Results shown in Figures 3-5 indicated that DHA itself had no significant effects upon PKCα translocation and activation, but DHA was very effective at reducing PE-induced PKC translocation to membranes. The hypertrophy inhibitory effect of DHA is unique to this fatty acid, since we have not observed inhibition of cardiac hypertrophy by other long chain fatty acids such as oleic acid, linoleic acid, linolenic acid, arachidonic acid, and eicosapentaenoic acid (Siddiqui et al, 2004). We have found in another study (data not Shown) that feeding diets rich in omega-3 fatty acids with equal amounts of DHA and EPA (10-12%) resulted in greater proportion of DHA incorporation in cardiac tissues (24%) than that of EPA (3%). It appears that a greater proportion of DHA accumulation in cardiac tissues may be responsible for some of the unique effects of DHA in the cardiovascular system. However, our data does not imply that DHA is unique in effecting cardiac hypertrophy through PKC activation or translocation since these effects were not evaluated with different fatty acids.

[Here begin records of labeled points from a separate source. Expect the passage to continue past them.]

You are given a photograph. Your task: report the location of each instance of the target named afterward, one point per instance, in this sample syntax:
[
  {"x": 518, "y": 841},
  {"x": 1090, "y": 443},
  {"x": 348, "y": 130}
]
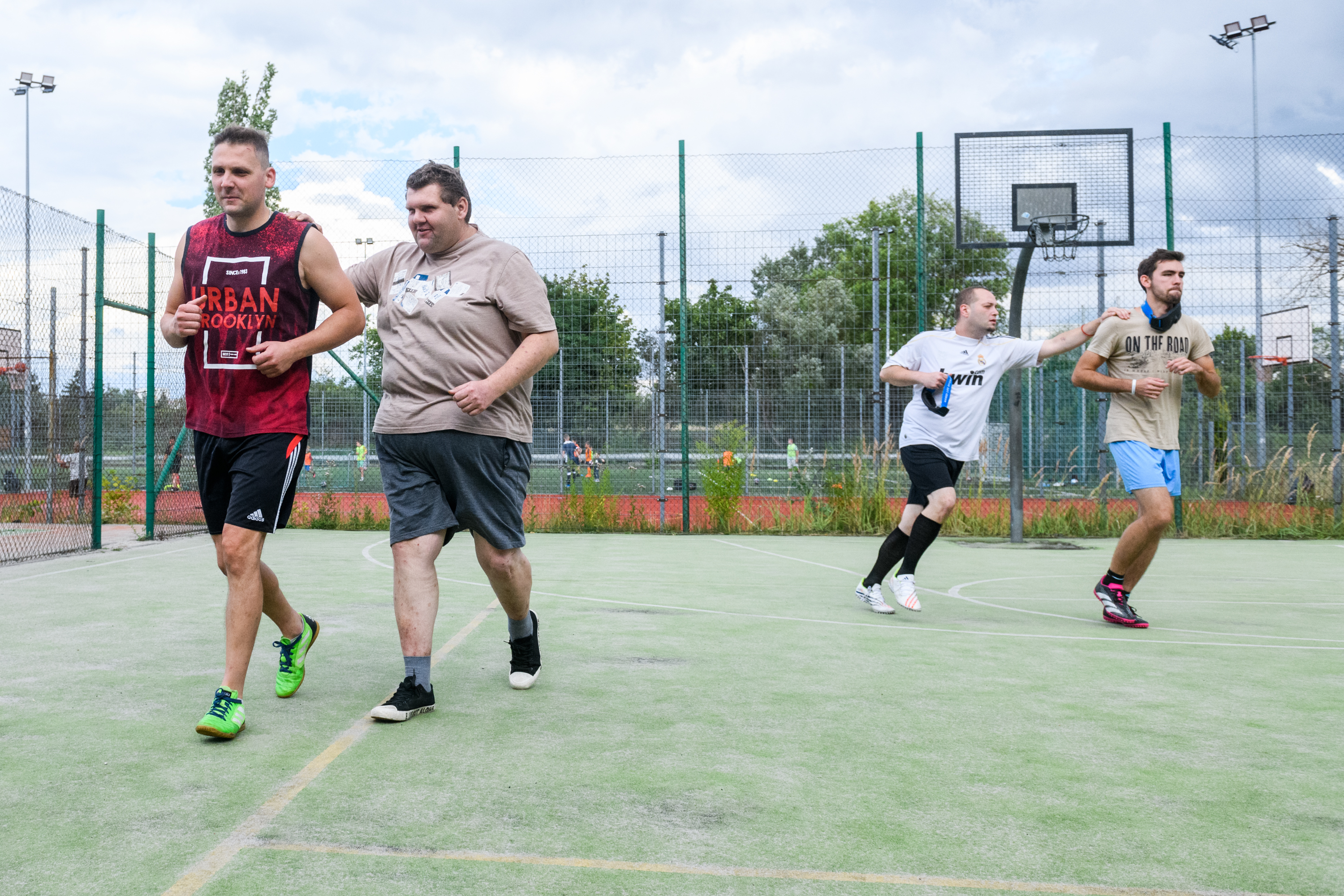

In this study, we evaluated the effects of DHA upon the hypertrophic response induced by the alpha-adrenergic agonist, PE. Although other important hypertrophic growth factors for the heart (i.e., angiotensin II, endothelin) exist, the effect of DHA upon the hypertrophic response to these growth factors will require additional study. Similarly, there are also other signaling pathways that may contribute to PE-stimulated cardiac hypertrophy. Further studies are required to investigate if DHA has any effect on other signaling pathways. Moreover, the molecular mode of action by which DHA affects PKC activity remains unknown. We hypothesize that DHA incorporates into the cell membrane where it alters structure and physical properties of the cell membrane. These alterations inhibit interaction (translocation) and activation of PKC within the cell membrane. The net effect is diminished activation of the enzyme. It is also possible that DHA inhibits phospholipase C and generation of inositol triphosphate and diacylglycerol activators of PKC.

CONCLUSIONS

Our studies demonstrate that DHA alone has no significant effects upon PKCα translocation and activation. Conversely, this fatty acid effectively prevents the activation and translocation of PE-induced PKC. We conclude that DHA inhibition of PE-induced activation of PKCα contributes to the anti-hypertrophic actions of DHA. The results of this in vitro study need to be confirmed in vivo. If confirmed, DHA in fish oil may be an important dietary agent that modifies the development of cardiac hypertrophy.